MarketsMuse blog update profiles a proposal from FINRA which proposes pre-trade transparency for fixed income automatic trading systems operators. This update is courtesy of  Traders Magazines’ article, “A Step Closer to a Fixed-Income NBBO” with an excerpt from the article below.

A modest proposal made by the Financial Industry Regulatory Authority (FINRA) aims to have fixed-income alternative trading system (ATS) operators to submit a weekly report that contains all of their quotation data for TRACE-eligible corporate and agency debt-securities to the regulator.

Such data would help FINRA better surveil the growing electronic fixed-income market, especially retail trades, according Robert Colby, the chief legal officer at FINRA.

“We would love to have this information,” he said when speaking the Investment Company Institute’s capital markets conference. “We do not get them now, so we are not super familiar with it.
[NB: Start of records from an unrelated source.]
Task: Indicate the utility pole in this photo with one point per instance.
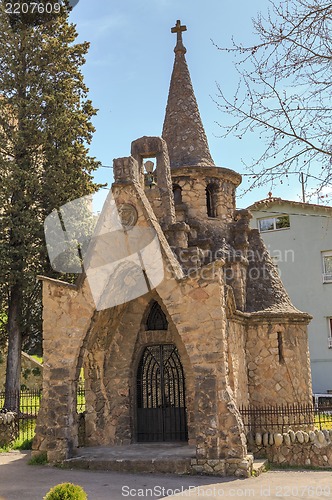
(303, 191)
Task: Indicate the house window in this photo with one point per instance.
(327, 267)
(273, 223)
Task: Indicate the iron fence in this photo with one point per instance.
(29, 404)
(282, 418)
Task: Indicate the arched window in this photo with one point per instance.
(211, 200)
(177, 193)
(156, 318)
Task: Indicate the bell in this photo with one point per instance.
(149, 180)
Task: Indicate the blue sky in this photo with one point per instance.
(129, 66)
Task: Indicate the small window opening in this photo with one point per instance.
(177, 193)
(157, 319)
(280, 348)
(211, 200)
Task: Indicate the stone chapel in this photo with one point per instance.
(219, 331)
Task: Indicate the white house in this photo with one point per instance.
(299, 238)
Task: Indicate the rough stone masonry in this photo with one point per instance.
(221, 312)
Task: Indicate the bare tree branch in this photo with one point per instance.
(284, 91)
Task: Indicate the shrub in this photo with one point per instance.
(66, 491)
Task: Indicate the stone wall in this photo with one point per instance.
(237, 360)
(194, 181)
(313, 448)
(8, 428)
(224, 467)
(278, 359)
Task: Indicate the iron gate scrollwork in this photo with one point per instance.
(161, 408)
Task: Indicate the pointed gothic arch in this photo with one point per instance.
(156, 319)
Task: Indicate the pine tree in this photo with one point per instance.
(45, 130)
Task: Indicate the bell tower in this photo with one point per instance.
(204, 194)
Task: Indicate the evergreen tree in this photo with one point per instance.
(45, 130)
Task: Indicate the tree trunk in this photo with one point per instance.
(13, 370)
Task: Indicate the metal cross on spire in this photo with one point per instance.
(178, 29)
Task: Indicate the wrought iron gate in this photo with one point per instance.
(161, 409)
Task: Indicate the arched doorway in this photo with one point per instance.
(161, 408)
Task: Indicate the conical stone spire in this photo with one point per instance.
(183, 129)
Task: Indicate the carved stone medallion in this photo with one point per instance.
(128, 215)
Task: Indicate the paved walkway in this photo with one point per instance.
(19, 481)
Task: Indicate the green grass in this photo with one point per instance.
(37, 358)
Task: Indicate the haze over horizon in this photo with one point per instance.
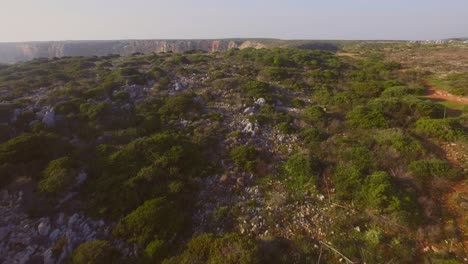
(29, 20)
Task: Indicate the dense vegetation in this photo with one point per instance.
(350, 137)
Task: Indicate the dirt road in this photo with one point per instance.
(439, 94)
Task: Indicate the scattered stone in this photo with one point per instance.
(260, 101)
(44, 227)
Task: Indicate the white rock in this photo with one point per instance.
(49, 117)
(44, 227)
(82, 176)
(249, 110)
(260, 101)
(60, 219)
(48, 258)
(54, 235)
(73, 219)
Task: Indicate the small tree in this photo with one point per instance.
(244, 157)
(94, 252)
(58, 176)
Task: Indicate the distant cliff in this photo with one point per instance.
(14, 52)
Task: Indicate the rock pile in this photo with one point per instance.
(51, 239)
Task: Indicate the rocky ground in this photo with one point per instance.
(49, 239)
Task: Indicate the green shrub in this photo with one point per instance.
(297, 103)
(302, 171)
(29, 147)
(58, 176)
(311, 135)
(400, 91)
(276, 73)
(209, 249)
(286, 128)
(257, 89)
(244, 157)
(178, 106)
(399, 141)
(154, 219)
(426, 170)
(362, 117)
(443, 129)
(314, 114)
(379, 193)
(359, 156)
(94, 252)
(347, 182)
(156, 251)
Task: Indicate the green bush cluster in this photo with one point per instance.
(94, 252)
(245, 157)
(229, 249)
(58, 176)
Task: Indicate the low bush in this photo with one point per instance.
(94, 252)
(58, 176)
(245, 157)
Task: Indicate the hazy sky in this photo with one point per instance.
(26, 20)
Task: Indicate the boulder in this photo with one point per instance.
(260, 101)
(44, 227)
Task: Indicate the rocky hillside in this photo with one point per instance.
(14, 52)
(238, 157)
(24, 51)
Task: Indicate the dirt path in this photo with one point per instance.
(439, 94)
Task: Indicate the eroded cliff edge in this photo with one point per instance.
(15, 52)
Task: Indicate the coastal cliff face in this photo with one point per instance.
(15, 52)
We’ve gotten it in batches at times but are not familiar with it enough to know how to work it into our surveillance system, which is our primary line of interest.”

FINRA officials declined to comment on the proposal further citing that it was still out for comment at press time.

According to the proposal’s text, FINRA would not disseminate the ATS-provided data publicly and use it solely for regulatory and surveillance purposes. However the text also states that FINRA may analyze the data for “the potential value and feasibility of public dissemination in the future.”